Duygu Özkan Kılıç Yazio: Eğitime Virüs Bulaşmasın

Yutkunuyorum.

İlkokuldaki sınıf öğretmenimi düşünüyorum, ya şu an beni bugün ben yapan değerleriyle bir sınıftaysa ve Covid-19’a karşı bir aşı mesafesi nedeniyle kendini yalnız ve savunmasız hissediyorsa diye…

Birden gözümün önüne okulun ilk gününden bu yana öğretmenlerim, dönem arkadaşlarım, ebelemece yakınlığındaki bağlarım, kat görevlileri, okulun kaloriferini yakan Remzi amca, kantindeki Serkan abi geliyor. Gözyaşlarıma engel olmam mümkün olmuyor.

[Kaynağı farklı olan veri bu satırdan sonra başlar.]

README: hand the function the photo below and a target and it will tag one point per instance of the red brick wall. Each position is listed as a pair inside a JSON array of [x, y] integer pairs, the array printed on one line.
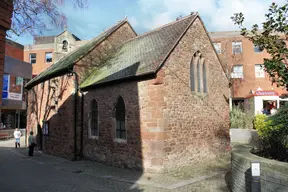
[[248, 58], [6, 8], [60, 141]]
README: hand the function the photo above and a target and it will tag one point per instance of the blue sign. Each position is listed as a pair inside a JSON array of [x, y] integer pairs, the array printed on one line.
[[5, 82], [4, 95]]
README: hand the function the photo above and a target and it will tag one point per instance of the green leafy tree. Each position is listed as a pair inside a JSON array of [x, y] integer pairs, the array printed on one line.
[[271, 38]]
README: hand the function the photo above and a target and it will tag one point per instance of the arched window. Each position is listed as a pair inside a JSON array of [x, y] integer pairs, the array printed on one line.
[[198, 75], [65, 45], [192, 75], [120, 119], [94, 129], [205, 90]]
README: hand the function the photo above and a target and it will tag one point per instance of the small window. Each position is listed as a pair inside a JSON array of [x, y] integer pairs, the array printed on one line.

Çünkü yeterince sesim çıkmıyor mu, ben ve vicdanım da mı izole olduk diye düşünmekten kendimi alamıyorum.

Çocuklarımız, sınav gençliğimiz, öğretmenlerimiz, okuldaki diğer büyüklerimiz… Dün, bugün, gelecek için açılsın diye ses olduğumuz okulların içindeler… Hepimiz için.

Okula hangi şartlarla geldiklerini bilmiyoruz,

Hangi ekonomik hikayelerini arkalarında bırakarak bize maskelerinin arkasından en gülümseyen cümlelerini kuruyorlar bilmiyoruz,

Okul binasının içine girdiklerinde bizim onların yanında yeterince olmadığımızı bir an olsun düşünüyorlar mıdır bilmiyoruz,

Okuldan çıktıktan sonra hangi önlemlerle evlerindeki hayatlarına devam ediyorlar bilmiyoruz…

Hastane kapıları sonuna kadar daha fazla kalp ritmi için hepimize, sorumsuzca sokaklarda olmaya devam etmemize rağmen açıkken,

Okullarımızın kapıları da sonuna kadar kalbimizin ritmini bulalım diye bu tabloya rağmen açıkken,

Okullarımız böylesine bilimsel bir yaşam döngüsünün parçasıyken,

Öğretmenlerimize ve okul çalışanlarımıza olan minnetimize bu aşı uçurumu neden?

Öğretmenden sınıfa, sınıftan okula, okuldan veliye, veliden aileye, aileden topluma büyük bir bulaşma hızının bu kadar yakınındayken eğitim camiasının aşı çığlığını yalnızca duyduğumuzu anlama yetimizi kullanarak

duyabiliriz.

Okullar kapalı olmamalı diye vurgu yaparken meğer en güvenli Covid tablosundaymışız.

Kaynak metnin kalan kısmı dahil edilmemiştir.